Can’t help but look up the Optic nerve:

The optic nerve, also called cranial nerve II, transmits visual information from the retina to the brain.

The optic nerve is the second of twelve paired cranial nerves but is considered to be part of the central nervous system as it is derived from an outpouching of the diencephalon during embryonic development. Consequently, the fibres are covered with myelin produced by oligodendrocytes rather than the Schwann cells of the peripheral nervous system and are encased within the meninges. Therefore the distinction of nerve is technically a misnomer, as the optic system lies within the central nervous system and nerves exist, by definition, within the peripheral nervous system.
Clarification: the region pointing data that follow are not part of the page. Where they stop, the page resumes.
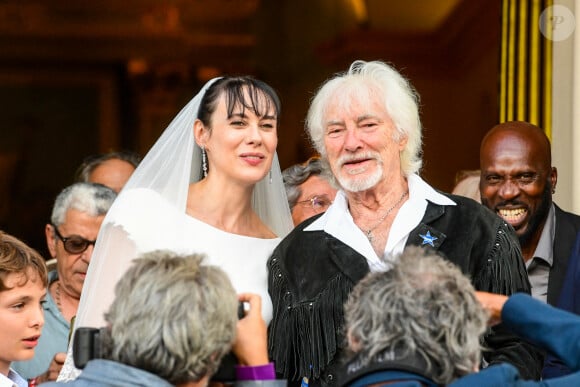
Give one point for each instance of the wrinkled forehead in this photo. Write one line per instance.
(354, 100)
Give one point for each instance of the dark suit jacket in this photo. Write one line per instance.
(567, 227)
(526, 316)
(312, 273)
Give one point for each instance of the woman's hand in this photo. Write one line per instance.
(251, 345)
(493, 303)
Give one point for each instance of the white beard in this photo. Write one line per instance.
(350, 182)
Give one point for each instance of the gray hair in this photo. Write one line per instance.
(297, 174)
(424, 305)
(172, 316)
(90, 198)
(91, 163)
(363, 81)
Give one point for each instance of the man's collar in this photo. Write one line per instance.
(418, 190)
(544, 249)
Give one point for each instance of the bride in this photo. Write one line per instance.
(210, 184)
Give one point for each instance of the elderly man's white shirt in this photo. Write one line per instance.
(12, 380)
(338, 222)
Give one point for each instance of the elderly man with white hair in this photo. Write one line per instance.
(365, 125)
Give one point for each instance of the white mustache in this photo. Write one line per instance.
(368, 155)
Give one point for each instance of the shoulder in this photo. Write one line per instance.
(298, 238)
(467, 213)
(496, 375)
(566, 216)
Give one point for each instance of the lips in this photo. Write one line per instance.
(31, 341)
(354, 167)
(253, 158)
(513, 216)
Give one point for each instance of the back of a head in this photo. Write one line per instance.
(172, 316)
(18, 258)
(90, 198)
(363, 81)
(91, 162)
(423, 306)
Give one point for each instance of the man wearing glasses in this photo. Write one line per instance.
(308, 189)
(76, 218)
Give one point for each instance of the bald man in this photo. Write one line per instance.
(517, 183)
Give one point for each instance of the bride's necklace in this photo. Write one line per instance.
(369, 232)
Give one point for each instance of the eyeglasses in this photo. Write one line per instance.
(317, 202)
(74, 244)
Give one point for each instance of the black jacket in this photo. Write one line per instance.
(311, 275)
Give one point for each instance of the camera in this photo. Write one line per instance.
(87, 345)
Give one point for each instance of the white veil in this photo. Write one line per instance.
(168, 168)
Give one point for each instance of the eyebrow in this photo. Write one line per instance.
(264, 117)
(358, 120)
(366, 117)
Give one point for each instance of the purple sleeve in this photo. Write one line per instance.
(263, 372)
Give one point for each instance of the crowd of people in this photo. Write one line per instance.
(205, 263)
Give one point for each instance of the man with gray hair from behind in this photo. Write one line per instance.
(420, 321)
(71, 234)
(171, 322)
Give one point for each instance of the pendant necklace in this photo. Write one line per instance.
(369, 232)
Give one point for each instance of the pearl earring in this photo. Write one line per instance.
(203, 162)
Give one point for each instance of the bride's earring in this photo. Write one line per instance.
(203, 162)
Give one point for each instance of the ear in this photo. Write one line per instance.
(554, 178)
(200, 133)
(50, 240)
(403, 142)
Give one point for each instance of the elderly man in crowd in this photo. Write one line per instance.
(76, 218)
(172, 321)
(308, 189)
(517, 182)
(365, 123)
(111, 169)
(420, 323)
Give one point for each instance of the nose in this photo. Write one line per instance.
(254, 135)
(508, 190)
(352, 141)
(37, 317)
(87, 254)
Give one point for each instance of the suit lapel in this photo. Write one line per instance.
(425, 235)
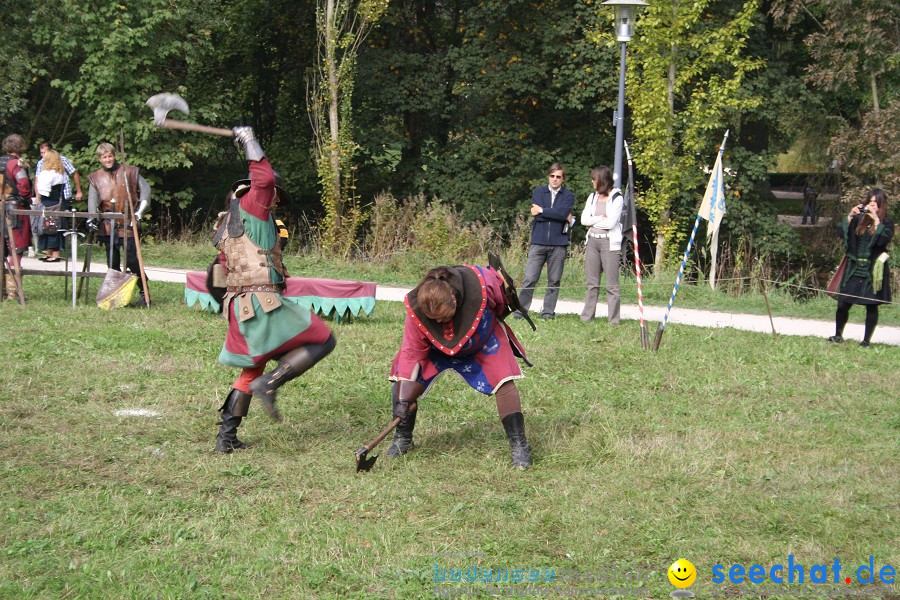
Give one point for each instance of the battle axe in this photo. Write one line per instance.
(163, 103)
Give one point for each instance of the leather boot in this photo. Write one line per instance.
(403, 432)
(514, 424)
(234, 409)
(290, 366)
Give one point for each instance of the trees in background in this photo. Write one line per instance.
(341, 27)
(461, 100)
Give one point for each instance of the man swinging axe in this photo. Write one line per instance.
(261, 326)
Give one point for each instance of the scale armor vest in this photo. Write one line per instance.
(112, 186)
(247, 264)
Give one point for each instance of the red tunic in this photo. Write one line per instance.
(265, 336)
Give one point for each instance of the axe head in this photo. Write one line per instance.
(163, 103)
(362, 462)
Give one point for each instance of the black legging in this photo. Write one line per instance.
(843, 314)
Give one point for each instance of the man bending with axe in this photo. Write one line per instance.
(454, 322)
(261, 326)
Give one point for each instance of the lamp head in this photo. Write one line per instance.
(626, 12)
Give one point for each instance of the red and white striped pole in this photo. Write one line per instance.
(629, 195)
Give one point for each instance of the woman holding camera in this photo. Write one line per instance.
(867, 231)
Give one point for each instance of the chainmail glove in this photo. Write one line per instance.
(245, 139)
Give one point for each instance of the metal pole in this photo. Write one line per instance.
(645, 338)
(687, 252)
(620, 124)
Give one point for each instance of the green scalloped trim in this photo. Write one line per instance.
(338, 308)
(207, 302)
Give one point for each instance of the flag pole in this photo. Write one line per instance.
(645, 338)
(687, 252)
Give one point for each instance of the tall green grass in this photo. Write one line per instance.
(725, 447)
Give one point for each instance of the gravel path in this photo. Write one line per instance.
(654, 314)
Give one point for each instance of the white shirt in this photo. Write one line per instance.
(47, 179)
(611, 221)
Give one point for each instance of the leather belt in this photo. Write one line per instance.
(262, 287)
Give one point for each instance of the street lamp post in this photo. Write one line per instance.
(626, 11)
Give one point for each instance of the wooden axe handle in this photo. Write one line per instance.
(371, 445)
(171, 124)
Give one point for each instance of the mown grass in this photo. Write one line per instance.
(725, 447)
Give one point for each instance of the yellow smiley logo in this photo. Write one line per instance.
(682, 573)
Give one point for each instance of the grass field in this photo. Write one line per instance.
(725, 447)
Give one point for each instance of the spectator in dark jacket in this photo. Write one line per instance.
(551, 207)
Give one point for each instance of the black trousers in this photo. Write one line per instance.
(116, 262)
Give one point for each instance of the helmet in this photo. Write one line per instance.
(241, 186)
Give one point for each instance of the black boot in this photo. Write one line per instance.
(234, 409)
(403, 433)
(290, 366)
(514, 424)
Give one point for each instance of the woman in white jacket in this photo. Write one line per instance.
(602, 216)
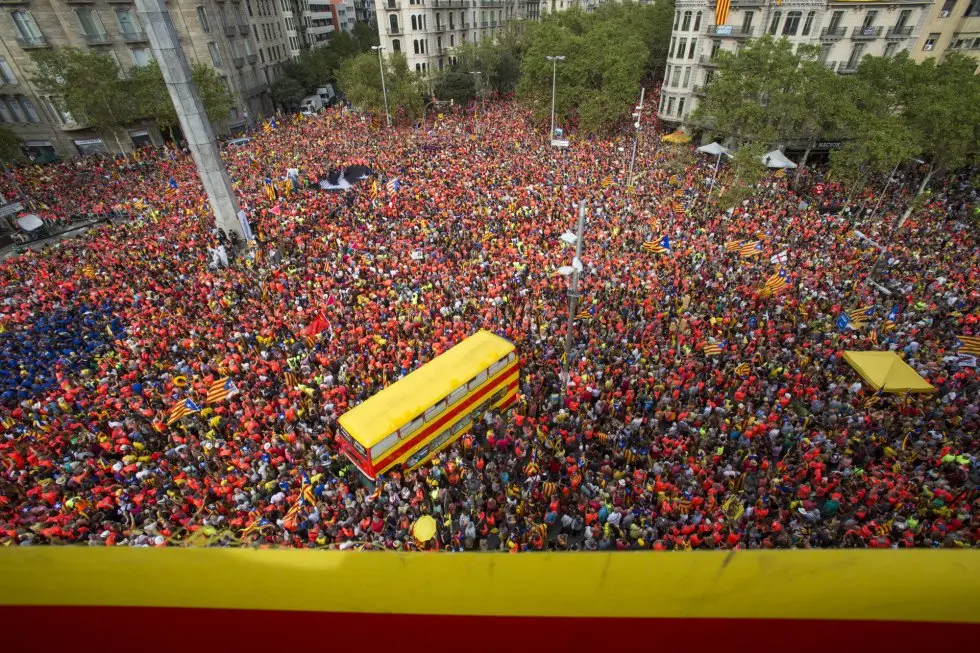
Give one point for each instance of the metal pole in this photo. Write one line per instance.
(885, 191)
(636, 138)
(384, 89)
(554, 73)
(573, 298)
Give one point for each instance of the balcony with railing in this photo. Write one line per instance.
(29, 42)
(899, 32)
(866, 33)
(134, 37)
(99, 38)
(832, 33)
(729, 30)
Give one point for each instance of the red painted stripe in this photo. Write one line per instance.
(77, 629)
(432, 429)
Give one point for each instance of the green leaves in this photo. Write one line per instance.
(360, 79)
(606, 57)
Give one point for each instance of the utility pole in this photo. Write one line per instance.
(636, 137)
(384, 89)
(573, 296)
(190, 112)
(554, 73)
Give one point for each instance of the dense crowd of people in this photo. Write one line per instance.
(700, 412)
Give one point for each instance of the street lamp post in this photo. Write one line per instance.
(573, 296)
(636, 137)
(437, 103)
(554, 72)
(384, 89)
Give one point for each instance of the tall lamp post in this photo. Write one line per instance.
(573, 294)
(636, 136)
(384, 89)
(554, 73)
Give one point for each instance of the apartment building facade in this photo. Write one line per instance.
(845, 30)
(426, 31)
(242, 41)
(952, 26)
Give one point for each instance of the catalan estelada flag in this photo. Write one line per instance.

Thinking from the inside out, the brain has 12 main sensory pathways where the optic nerve is just one of them. Along all these different pathways, ‘information’ travels to the brain for processing. Sensory input can come in many different forms – one being visual light stimulating the retina of the eye.

What if there some other part of the central nervous system is able to sense non-visible light in one’s environment and transmit thoughts signals to the brain for processing? Might that be possible?
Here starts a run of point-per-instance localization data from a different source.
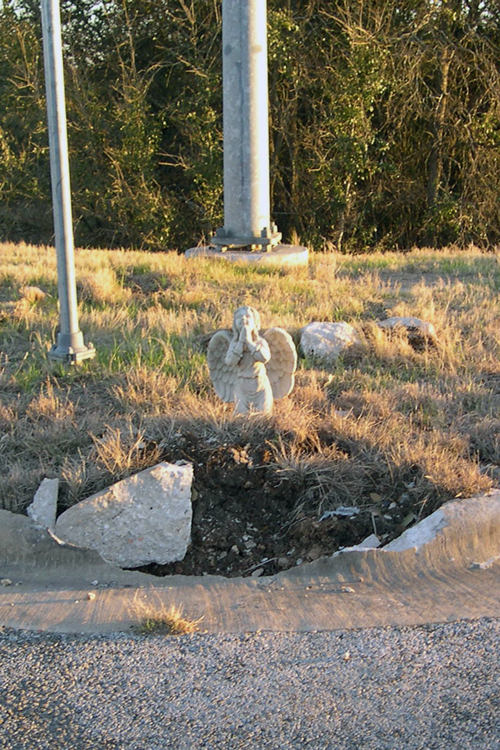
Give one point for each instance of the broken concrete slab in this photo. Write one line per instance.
(43, 509)
(144, 518)
(451, 573)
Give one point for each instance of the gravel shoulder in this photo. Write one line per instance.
(420, 688)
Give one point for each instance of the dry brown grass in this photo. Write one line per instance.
(156, 618)
(386, 419)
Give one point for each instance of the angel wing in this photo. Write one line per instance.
(222, 376)
(281, 366)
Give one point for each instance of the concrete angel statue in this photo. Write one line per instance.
(250, 369)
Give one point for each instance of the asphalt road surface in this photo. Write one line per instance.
(427, 688)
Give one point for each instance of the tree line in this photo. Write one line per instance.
(384, 122)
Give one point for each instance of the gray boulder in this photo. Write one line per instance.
(326, 341)
(43, 509)
(144, 518)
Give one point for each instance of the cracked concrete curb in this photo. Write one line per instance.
(445, 568)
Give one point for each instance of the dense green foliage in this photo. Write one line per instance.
(385, 122)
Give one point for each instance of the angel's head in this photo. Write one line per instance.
(245, 316)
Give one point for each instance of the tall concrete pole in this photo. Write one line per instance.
(247, 219)
(70, 347)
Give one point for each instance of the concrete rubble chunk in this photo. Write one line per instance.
(417, 329)
(43, 509)
(142, 519)
(326, 341)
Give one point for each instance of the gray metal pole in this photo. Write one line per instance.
(70, 346)
(247, 219)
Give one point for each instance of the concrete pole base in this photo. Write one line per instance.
(70, 349)
(278, 256)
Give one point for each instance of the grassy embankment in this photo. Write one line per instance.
(387, 425)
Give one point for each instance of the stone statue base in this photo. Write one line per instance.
(280, 255)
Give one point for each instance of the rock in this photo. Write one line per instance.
(371, 542)
(43, 509)
(326, 341)
(32, 293)
(419, 331)
(144, 518)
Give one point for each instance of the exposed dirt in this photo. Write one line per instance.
(248, 519)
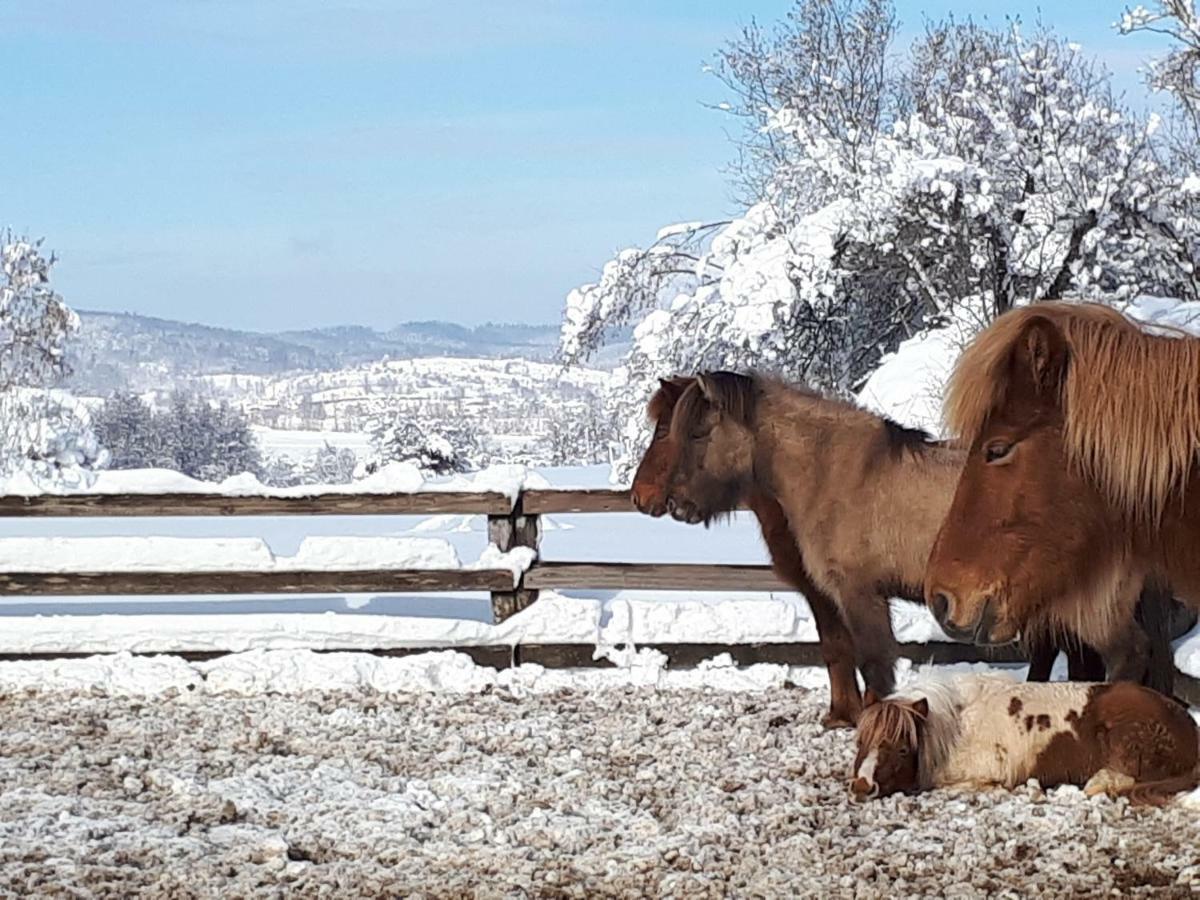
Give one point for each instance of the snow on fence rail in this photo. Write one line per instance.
(510, 575)
(513, 522)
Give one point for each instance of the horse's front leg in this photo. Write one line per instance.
(1127, 654)
(838, 651)
(875, 646)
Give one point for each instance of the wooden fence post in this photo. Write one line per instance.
(515, 529)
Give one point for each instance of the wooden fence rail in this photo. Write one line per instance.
(509, 525)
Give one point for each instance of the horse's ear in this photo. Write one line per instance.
(1042, 352)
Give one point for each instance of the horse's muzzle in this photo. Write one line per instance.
(972, 630)
(862, 790)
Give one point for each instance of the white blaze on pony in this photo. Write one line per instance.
(988, 731)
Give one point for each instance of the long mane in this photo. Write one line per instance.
(1131, 400)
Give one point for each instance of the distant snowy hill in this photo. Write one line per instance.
(114, 351)
(497, 381)
(124, 351)
(504, 397)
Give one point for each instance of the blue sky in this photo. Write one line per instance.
(287, 165)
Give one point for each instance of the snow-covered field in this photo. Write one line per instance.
(291, 774)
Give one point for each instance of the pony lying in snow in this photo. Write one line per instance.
(982, 731)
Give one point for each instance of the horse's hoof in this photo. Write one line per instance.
(832, 721)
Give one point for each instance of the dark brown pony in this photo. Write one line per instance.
(649, 496)
(1079, 484)
(876, 653)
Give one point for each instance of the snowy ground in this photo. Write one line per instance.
(286, 773)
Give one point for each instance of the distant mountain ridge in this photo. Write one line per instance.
(127, 351)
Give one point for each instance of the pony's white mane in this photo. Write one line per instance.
(946, 695)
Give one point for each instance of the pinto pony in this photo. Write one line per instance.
(987, 731)
(1079, 484)
(666, 481)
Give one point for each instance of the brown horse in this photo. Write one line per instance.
(1084, 433)
(649, 496)
(661, 474)
(985, 731)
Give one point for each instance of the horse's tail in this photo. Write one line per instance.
(1158, 793)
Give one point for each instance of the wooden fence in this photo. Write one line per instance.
(509, 525)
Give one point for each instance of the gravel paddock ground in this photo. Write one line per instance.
(622, 792)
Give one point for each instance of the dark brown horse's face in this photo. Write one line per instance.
(888, 765)
(713, 465)
(652, 479)
(1025, 528)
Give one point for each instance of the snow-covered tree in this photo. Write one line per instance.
(993, 168)
(210, 442)
(43, 433)
(281, 471)
(330, 466)
(397, 438)
(205, 441)
(129, 429)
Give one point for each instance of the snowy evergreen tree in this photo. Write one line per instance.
(282, 472)
(330, 466)
(192, 436)
(397, 438)
(43, 433)
(129, 429)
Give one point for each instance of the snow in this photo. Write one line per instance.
(394, 478)
(1187, 653)
(300, 774)
(214, 555)
(907, 385)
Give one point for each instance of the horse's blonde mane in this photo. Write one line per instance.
(934, 737)
(1131, 400)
Now I’m full of even more questions.

  • How can a blind person learn to read brail? Can you? I’ve tried, but I can’t seem to make the connection. Just because I don’t have that sensitivity, it doesn’t mean that the blind person can’t do it.
  • Why is it that some people can clearly distinguish different odors when most seem to just blend together for me?
  • When we close our eyes how is it that we can ‘see’ things?  Really. Everyone has the ability to ‘visualize’ things yet that ‘light’ is not coming from the eyes!

At this point, my take on it is that ‘seeing’ is not really done by the eyes, but rather by reading the information that travels through the nervous system. It may be that some people have developed a hyper-sensitivity to being able to understand that information so that the brain can actually process it. If the brain processes the input in a way that makes it appear visual, so be it.
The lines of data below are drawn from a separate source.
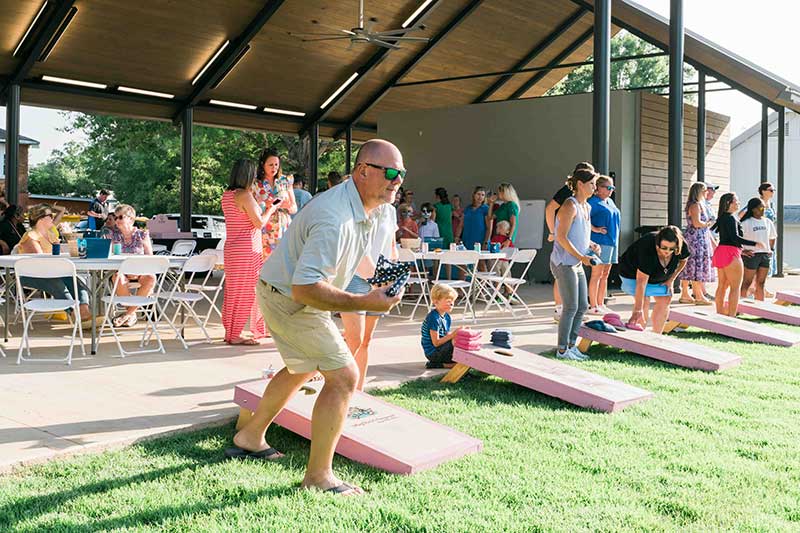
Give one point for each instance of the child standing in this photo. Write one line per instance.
(437, 339)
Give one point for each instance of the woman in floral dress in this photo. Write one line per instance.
(269, 186)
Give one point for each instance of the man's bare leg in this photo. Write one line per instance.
(327, 421)
(278, 392)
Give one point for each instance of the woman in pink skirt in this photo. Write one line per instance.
(728, 255)
(243, 254)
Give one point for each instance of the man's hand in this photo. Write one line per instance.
(378, 301)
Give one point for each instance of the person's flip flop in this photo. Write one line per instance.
(339, 489)
(268, 454)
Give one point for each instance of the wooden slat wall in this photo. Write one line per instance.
(653, 155)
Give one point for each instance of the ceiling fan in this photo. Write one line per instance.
(364, 34)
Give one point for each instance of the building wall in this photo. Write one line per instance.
(654, 155)
(532, 144)
(23, 171)
(746, 162)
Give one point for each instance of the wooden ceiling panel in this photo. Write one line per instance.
(301, 75)
(147, 44)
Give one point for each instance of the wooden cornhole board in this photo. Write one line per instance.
(547, 376)
(730, 326)
(787, 297)
(375, 432)
(668, 349)
(770, 311)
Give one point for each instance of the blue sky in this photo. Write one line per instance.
(763, 32)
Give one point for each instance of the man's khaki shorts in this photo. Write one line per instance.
(307, 338)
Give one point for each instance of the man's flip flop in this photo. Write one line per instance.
(269, 454)
(339, 489)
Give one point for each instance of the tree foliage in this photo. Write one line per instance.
(139, 160)
(624, 74)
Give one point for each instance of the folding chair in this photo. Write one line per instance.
(494, 283)
(466, 261)
(50, 268)
(183, 247)
(418, 277)
(196, 266)
(213, 290)
(138, 266)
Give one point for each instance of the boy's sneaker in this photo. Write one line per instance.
(566, 354)
(577, 354)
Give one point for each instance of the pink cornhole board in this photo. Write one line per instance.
(792, 297)
(770, 311)
(669, 349)
(733, 327)
(553, 378)
(375, 433)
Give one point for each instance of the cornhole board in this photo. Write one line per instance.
(547, 376)
(730, 327)
(375, 433)
(668, 349)
(770, 311)
(787, 297)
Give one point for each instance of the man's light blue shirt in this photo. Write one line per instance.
(325, 241)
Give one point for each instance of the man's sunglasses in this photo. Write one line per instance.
(389, 173)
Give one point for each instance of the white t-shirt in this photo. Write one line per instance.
(761, 230)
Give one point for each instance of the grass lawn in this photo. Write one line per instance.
(710, 452)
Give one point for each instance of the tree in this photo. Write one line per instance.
(624, 74)
(140, 161)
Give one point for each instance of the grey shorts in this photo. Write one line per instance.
(757, 261)
(359, 285)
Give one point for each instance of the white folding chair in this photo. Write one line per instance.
(138, 266)
(210, 291)
(418, 277)
(493, 283)
(183, 247)
(50, 268)
(466, 261)
(198, 266)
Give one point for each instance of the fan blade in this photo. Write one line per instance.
(326, 39)
(409, 39)
(384, 44)
(394, 32)
(326, 34)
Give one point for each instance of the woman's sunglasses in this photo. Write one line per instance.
(390, 174)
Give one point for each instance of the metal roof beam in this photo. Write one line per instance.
(324, 110)
(534, 53)
(229, 56)
(34, 50)
(375, 98)
(569, 50)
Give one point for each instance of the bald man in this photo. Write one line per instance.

Hopefully, these ideas may spark an understanding that you have that you’ll be willing to share with me. I would love to hear about your experiences ‘seeing’ things that other people don’t have the sensitivities to detect.

Happy seeing!


From Wikipedia about the retinal:

Retinal, also called retinaldehyde or vitamin A aldehyde, is one of the many forms of vitamin A (the number of which varies from species to species). Retinal is a polyene chromophore, and bound to proteins called opsins, is the chemical basis of animal vision. Bound to proteins called type 1 rhodopsins, retinal allows certain microorganisms to convert light into metabolic energy.

Vertebrate animals ingest retinal directly from meat, or produce retinal from one of four carotenoids (beta-carotene, alpha-carotene, gamma-carotene, and beta-cryptoxanthin), which they must obtain from plants or other photosynthetic organisms (no other carotenoids can be converted by animals to retinal, and some carnivores cannot convert any carotenoids at all). The other main forms of vitamin A, retinol, and a partially active form retinoic acid, may both be produced from retinal.

7 thoughts on “The Art of Seeing – can you see auras?

  1. I agree! It’s an amazing topic that I’d like to have more time to study! Keep me informed if you come across any great links.